第191話 身代わり
アスターシャ、自分がミル・フレイザーだと名乗った少女は光線銃を握りながら、勝ち誇ったように笑う
「レイラ、どうしたの? 幽霊でも見るような目をしちゃって。これから幽霊になるのはあなたよ。いや、あなたはミルの、私の幽霊としてここに現れた。そういうことかな。うふふ。こんな話、わけわからないよね。わけわからないまま死ぬのって嫌でしょ? やっぱりちゃんと教えてあげるね。あなたがなんで死ぬのかを」
うん。それは助かる。レイラは思った。この状況。自分の頭で考えても絶対何もわかりっこない。こんな絵合わせ、見たことない。誰にも解けない。
アスターシャは続ける。
「私はミル。間違いなくミルなのよ。孤児院出身のミル。そして、裏街で、ギャングの女になったミル。ここの親分のスキッドの女にね。親分の女って、そりゃ楽しかった。スキッドは、私を大事にしてくれた。私のために何でもしてくれた。そう、最高だった。でもね、私にもっとすごい幸運が舞い込んだの。気分転換に、裏街を離れて街歩きしてた時、呼び止められたの。あなたは私の死んだ娘にそっくりだ、ぜひ、うちの養女にならないか、ってね。それがお養母様よ。アルデランタ家のお養母様。びっくりしちゃった。調べたら、アルデランタ家って古い由緒の、とんでもない大金持ちなのよ。そこのお嬢様になれる。信じられない! 私、その話に飛びついたの。ギャングの女より、よっぽどいいじゃない? そうでしょ? それが半年前のことよ。で、考えたの。裏街の関係を引きずって、大金持ちのお嬢様になるなんて絶対に無理。すっぱり切れなきゃいけない。でもスキッドが、そんなこと許すはずがない。スキッドは、誰よりも私を愛していた。私を自分のものにしたがっていた。私を手放すなんてありえない。裏街を出るなんて、許さない。でも、私はどうしてもアルデランタのお嬢様になりたい。どうしようかなって。それで思いきった勝負をしたの。一家を売ったの。警察に密告したの。スキッドのこともね。それでみんな逮捕された。私は裏街を出てアルデランタ家に行って、ミルは他の星に逃げたことにした。でも、警察って本当に無能!」
アスターシャ、いや、ミル・フレイザーは、怒りに声を震わせる。
「警察は証拠不十分とかで、みんなをすぐに釈放しちゃったの。そしてスキッドも、短期刑にしかならなかった。ほんと、何やってるの! スキッドは大勢人を殺した凶悪犯。ありとあらゆる悪事に手を染めている。

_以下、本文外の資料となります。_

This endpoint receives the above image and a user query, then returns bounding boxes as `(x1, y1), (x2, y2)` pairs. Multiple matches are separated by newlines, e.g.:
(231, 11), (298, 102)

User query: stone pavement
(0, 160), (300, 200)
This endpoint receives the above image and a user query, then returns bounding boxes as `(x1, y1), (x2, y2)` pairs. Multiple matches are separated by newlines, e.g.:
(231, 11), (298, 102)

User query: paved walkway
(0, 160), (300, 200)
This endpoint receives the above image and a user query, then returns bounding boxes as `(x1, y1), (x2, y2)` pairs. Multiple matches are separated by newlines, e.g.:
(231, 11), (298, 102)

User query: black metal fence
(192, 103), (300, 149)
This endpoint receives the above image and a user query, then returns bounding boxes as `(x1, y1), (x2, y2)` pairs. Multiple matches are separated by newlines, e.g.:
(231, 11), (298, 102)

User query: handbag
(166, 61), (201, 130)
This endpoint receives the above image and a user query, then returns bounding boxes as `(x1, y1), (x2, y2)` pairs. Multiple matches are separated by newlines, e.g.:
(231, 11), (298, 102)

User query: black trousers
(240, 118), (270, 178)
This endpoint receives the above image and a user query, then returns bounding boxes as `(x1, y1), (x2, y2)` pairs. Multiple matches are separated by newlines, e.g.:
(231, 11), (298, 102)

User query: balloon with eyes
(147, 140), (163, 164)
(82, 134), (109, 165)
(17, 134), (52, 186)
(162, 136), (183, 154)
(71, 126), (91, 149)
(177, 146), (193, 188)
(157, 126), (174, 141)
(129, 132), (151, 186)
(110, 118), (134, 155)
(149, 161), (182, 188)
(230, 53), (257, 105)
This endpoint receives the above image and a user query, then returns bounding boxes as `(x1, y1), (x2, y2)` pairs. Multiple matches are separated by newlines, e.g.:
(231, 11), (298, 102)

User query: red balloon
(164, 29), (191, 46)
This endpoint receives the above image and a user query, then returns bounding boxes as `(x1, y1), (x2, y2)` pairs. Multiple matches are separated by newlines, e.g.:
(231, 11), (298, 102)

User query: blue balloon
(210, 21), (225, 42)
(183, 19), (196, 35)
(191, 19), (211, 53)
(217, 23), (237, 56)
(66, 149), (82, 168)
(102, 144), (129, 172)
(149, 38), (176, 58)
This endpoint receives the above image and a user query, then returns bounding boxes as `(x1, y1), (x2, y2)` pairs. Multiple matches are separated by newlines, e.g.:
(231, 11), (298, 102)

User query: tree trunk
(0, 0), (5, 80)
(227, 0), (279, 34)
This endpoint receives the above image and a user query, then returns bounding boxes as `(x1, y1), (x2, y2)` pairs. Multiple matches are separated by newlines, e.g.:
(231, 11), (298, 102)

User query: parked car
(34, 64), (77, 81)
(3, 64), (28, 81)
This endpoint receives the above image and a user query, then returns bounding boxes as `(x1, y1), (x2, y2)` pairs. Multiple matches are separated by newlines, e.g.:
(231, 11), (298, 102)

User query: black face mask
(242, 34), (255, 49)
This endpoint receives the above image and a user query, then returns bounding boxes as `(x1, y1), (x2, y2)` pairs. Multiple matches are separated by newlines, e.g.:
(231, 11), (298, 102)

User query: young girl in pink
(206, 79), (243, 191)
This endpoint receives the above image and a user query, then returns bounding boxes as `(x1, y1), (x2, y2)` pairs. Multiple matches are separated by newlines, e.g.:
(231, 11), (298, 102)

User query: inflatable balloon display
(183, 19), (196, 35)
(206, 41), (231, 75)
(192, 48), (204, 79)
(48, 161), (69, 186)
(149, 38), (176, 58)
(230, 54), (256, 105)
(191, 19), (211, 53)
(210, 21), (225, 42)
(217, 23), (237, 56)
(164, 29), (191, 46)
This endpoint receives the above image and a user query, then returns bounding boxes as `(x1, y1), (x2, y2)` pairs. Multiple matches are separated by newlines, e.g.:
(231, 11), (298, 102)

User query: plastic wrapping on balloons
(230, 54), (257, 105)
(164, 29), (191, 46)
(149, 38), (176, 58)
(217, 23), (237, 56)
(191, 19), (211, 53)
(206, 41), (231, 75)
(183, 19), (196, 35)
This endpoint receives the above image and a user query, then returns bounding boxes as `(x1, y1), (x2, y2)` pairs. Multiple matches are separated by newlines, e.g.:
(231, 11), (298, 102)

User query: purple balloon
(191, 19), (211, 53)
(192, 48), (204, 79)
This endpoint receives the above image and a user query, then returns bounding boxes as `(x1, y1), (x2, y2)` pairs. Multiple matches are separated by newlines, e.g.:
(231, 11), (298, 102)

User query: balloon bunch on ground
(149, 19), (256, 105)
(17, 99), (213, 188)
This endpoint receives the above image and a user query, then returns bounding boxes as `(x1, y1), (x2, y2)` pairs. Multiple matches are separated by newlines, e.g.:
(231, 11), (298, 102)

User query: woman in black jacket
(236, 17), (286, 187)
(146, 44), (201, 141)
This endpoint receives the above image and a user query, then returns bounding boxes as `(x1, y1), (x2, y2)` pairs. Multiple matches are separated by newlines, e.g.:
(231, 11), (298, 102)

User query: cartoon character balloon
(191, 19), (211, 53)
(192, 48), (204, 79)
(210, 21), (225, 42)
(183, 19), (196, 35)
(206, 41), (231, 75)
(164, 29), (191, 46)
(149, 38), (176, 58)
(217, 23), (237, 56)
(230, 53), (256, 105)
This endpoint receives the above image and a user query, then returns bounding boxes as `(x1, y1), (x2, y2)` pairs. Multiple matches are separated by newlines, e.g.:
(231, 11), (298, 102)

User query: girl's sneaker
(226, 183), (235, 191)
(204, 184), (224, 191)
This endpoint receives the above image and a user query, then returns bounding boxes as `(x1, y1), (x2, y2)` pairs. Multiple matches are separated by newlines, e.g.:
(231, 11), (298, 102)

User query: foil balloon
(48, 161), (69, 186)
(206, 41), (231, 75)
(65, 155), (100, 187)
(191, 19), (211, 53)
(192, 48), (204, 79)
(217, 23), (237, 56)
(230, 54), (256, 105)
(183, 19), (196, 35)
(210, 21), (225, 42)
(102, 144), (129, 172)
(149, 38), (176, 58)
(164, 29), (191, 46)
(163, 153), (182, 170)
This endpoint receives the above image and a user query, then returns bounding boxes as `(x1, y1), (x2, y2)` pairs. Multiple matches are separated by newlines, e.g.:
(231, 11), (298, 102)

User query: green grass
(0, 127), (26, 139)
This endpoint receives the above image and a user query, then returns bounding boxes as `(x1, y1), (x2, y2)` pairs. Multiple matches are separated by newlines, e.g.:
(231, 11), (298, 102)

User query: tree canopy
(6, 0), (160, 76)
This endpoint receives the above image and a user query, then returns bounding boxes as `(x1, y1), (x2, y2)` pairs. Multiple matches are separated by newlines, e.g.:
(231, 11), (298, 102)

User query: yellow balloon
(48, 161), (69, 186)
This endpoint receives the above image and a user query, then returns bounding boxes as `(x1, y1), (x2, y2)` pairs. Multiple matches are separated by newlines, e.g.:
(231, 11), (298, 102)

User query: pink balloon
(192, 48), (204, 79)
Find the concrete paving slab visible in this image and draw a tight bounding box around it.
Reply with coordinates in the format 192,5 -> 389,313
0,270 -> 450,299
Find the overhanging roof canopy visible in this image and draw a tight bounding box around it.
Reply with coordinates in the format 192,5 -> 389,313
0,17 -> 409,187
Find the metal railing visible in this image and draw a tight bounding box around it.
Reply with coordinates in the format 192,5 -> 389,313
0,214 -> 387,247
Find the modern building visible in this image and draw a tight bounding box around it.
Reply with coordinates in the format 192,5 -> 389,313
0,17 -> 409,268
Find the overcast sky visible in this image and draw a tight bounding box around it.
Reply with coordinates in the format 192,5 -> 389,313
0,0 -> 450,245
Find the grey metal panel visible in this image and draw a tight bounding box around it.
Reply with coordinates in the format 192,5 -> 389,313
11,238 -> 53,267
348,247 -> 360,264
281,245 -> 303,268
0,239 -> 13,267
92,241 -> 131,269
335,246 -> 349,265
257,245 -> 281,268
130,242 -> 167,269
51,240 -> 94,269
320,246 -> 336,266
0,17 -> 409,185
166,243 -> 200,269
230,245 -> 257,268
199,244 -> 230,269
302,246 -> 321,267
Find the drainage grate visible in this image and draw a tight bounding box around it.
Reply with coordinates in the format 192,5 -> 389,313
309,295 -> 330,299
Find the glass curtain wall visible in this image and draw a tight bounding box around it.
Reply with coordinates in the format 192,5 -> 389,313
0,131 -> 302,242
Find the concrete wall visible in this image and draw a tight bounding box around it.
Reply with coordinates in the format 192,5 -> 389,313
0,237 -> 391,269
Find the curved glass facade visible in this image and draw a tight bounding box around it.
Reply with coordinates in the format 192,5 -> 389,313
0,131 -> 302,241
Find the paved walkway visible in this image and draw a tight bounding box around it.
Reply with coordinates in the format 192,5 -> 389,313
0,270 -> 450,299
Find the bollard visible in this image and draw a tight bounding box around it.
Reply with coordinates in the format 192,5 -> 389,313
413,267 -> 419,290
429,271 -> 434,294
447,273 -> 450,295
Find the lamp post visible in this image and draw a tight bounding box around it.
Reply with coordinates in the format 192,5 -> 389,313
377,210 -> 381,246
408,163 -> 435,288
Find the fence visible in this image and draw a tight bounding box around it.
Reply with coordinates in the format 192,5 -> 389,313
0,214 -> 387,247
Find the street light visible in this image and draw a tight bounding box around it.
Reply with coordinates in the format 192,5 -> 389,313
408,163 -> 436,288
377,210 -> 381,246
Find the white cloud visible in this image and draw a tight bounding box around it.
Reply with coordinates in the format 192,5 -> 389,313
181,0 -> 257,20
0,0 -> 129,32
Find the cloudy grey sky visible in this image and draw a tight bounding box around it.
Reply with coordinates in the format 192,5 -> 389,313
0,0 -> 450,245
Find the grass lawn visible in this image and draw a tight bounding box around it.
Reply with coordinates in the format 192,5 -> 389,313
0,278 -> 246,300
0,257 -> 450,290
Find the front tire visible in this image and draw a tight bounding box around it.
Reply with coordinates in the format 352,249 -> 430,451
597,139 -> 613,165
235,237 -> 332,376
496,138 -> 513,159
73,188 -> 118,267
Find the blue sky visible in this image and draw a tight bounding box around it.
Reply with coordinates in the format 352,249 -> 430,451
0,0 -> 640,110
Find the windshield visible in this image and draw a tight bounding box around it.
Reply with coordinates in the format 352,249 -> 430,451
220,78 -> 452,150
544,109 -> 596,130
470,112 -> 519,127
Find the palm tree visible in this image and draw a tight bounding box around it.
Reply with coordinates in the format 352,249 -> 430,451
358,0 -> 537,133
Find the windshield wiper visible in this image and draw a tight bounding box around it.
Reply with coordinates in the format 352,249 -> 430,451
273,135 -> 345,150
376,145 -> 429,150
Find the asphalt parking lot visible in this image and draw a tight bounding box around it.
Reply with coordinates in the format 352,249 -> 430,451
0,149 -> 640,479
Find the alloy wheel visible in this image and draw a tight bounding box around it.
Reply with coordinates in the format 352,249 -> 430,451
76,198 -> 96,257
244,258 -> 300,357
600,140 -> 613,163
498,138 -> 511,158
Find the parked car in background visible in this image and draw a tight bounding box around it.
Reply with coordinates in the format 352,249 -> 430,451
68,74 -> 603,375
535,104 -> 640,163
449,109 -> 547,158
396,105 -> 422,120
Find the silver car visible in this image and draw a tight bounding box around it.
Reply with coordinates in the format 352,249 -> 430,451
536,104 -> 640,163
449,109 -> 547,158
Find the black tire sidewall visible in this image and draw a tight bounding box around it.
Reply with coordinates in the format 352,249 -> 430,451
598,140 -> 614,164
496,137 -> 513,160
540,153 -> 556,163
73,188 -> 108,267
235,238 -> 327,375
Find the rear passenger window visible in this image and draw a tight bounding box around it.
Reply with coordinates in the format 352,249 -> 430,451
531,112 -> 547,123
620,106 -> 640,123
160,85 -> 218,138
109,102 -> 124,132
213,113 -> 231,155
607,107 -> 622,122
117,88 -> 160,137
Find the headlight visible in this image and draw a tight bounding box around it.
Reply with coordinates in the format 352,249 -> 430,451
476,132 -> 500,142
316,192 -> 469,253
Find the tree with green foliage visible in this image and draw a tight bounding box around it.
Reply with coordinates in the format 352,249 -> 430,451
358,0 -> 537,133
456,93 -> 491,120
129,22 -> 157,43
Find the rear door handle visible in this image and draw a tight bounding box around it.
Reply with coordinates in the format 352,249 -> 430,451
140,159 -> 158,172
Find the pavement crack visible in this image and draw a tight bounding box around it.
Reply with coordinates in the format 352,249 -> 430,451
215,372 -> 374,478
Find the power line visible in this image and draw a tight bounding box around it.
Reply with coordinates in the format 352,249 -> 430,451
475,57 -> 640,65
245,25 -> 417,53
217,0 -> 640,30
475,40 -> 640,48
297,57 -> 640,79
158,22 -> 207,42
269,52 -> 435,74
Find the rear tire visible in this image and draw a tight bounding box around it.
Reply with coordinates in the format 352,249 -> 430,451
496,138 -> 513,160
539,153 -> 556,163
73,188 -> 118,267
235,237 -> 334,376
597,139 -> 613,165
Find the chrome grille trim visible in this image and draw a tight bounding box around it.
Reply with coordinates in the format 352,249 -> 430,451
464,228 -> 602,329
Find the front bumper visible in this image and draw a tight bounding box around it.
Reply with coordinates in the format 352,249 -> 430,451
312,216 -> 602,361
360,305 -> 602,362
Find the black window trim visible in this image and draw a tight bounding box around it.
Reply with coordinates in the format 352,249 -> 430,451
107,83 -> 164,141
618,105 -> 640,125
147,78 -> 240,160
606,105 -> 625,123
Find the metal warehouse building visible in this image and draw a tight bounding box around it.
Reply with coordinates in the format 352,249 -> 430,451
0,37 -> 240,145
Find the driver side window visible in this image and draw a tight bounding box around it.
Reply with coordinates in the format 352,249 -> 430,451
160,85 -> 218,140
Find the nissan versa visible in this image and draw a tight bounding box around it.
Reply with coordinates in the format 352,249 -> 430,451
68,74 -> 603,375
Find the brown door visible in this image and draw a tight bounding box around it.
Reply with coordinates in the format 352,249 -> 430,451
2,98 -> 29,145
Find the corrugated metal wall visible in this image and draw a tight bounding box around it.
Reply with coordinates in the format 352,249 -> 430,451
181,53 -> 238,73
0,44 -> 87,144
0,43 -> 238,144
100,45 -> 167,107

そんなのみんな知ってるじゃない! それできっちり長期刑にできないなんて!」
れっきとした宇宙警察の刑事であるレイラとしては、なんとも面目ない次第である。だが、警察としては、ちゃんとした証拠がなければどうにもならないのだ。「みんなが知っている」だけでは、誰かを訴追有罪にすることはできない。それが法の正義というものである。そうは思ったが、とても正論を言える状況ではない。
怒りに満ちたミル・フレイザーは、
「やっと夢の大金持ちお嬢様になることができた。でもスキッドは、無能な警察のせいで、すぐに出所しちゃう。そうしたら、私を探す。追いかけてくる。どこまでも追いかけてくる。絶対に私を見つける。そういう男なのよ。私が一家を売ったことを、突き止めるかもしれない。私はお嬢様でいたい。本物のお嬢様になりたい。そのためには、スキッドとギャングとの関係を、全部精算しなくちゃいけない。それで結局、考えたの。私が死んだことにする。それしかない。ミルが死ねば、もう、追いかけてこない。追いかけてくることができない。私は完全に、関係を断つことができる。これしかない。誰かを、私の、ミル・フレイザーの身代わりとして殺そう。そう思った時、レイラ、あなたが目に留まったの」
アスターシャは、一旦言葉を切る。その手の自動照準追跡式光線銃は、ずっとレイラを狙っている。
どうすることもできない。レイラは、ただ話を聴いているしかない。
えらいことに巻き込まれちゃったな。
本当に。ありえないミルの物語に、頭がぐるぐる回る。